Libraries | Rare books | Book collecting | Book trade
by Stuart Kells August 26, 2017My trip was not unlike the pilgrimages made by 18th-century library tourists. On my journey I noticed two trends that are changing how we think of old books and old libraries.
The first is a stronger focus on provenance research. Through whose hands have the books passed? How did those handlers use and mark and protect their books? This branch of bibliography is helping to humanise it.
The other trend involves breaking away from traditional ideas of what constitutes a meritorious book, and from the traditional oppositions of high and low literature. Thanks to this, pulp novels – featuring what Allen Lane called “bosoms and bottoms” cover art – have infiltrated rare book collections. Crime pulps and sci-fi paperbacks are now prized by such hallowed institutions as the Smithsonian, the Houghton and the British Library.
Old-school bibliographers and librarians would probably be mortified by the incursion of pulps, which are fighting not only for shelf space but also for influence. But instead of being corralled and appropriated into old models of scholarship and curation, the pulp sensibility is spreading.
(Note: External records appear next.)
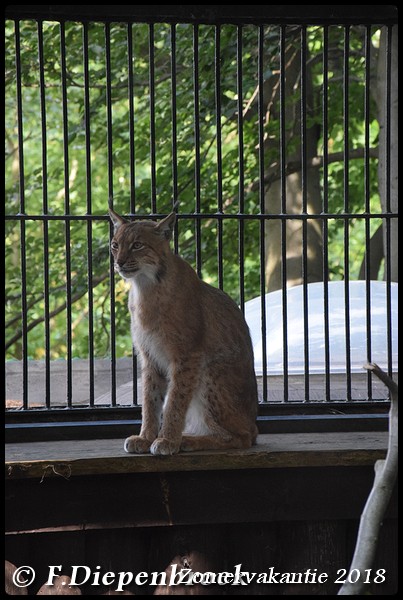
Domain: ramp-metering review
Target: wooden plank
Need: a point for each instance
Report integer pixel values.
(200, 497)
(65, 459)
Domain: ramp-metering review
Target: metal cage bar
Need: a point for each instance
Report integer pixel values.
(217, 33)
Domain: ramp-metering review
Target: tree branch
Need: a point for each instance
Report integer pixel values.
(274, 172)
(378, 499)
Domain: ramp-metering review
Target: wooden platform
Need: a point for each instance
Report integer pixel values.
(96, 457)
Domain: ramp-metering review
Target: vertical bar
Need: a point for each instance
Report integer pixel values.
(174, 143)
(325, 223)
(346, 203)
(197, 146)
(283, 188)
(241, 168)
(174, 116)
(388, 167)
(109, 143)
(262, 208)
(152, 120)
(87, 128)
(24, 307)
(45, 212)
(304, 211)
(131, 118)
(132, 182)
(69, 339)
(217, 65)
(367, 98)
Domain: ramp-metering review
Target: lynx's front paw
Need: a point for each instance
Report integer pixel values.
(137, 445)
(163, 446)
Traditional bibliography and librarianship are being reread and reshaped with a pulp mentality.
Pulps, in short, are about lust, sex, theft, betrayal and degradation. Pulp men and women are dangerous, duplicitous, damaged. What is coming from this Gonzo-esque rereading of books and their stories? A new history of old books that is human, messy, fascinating and appalling, shot through with desire and criminality, heroism and dereliction.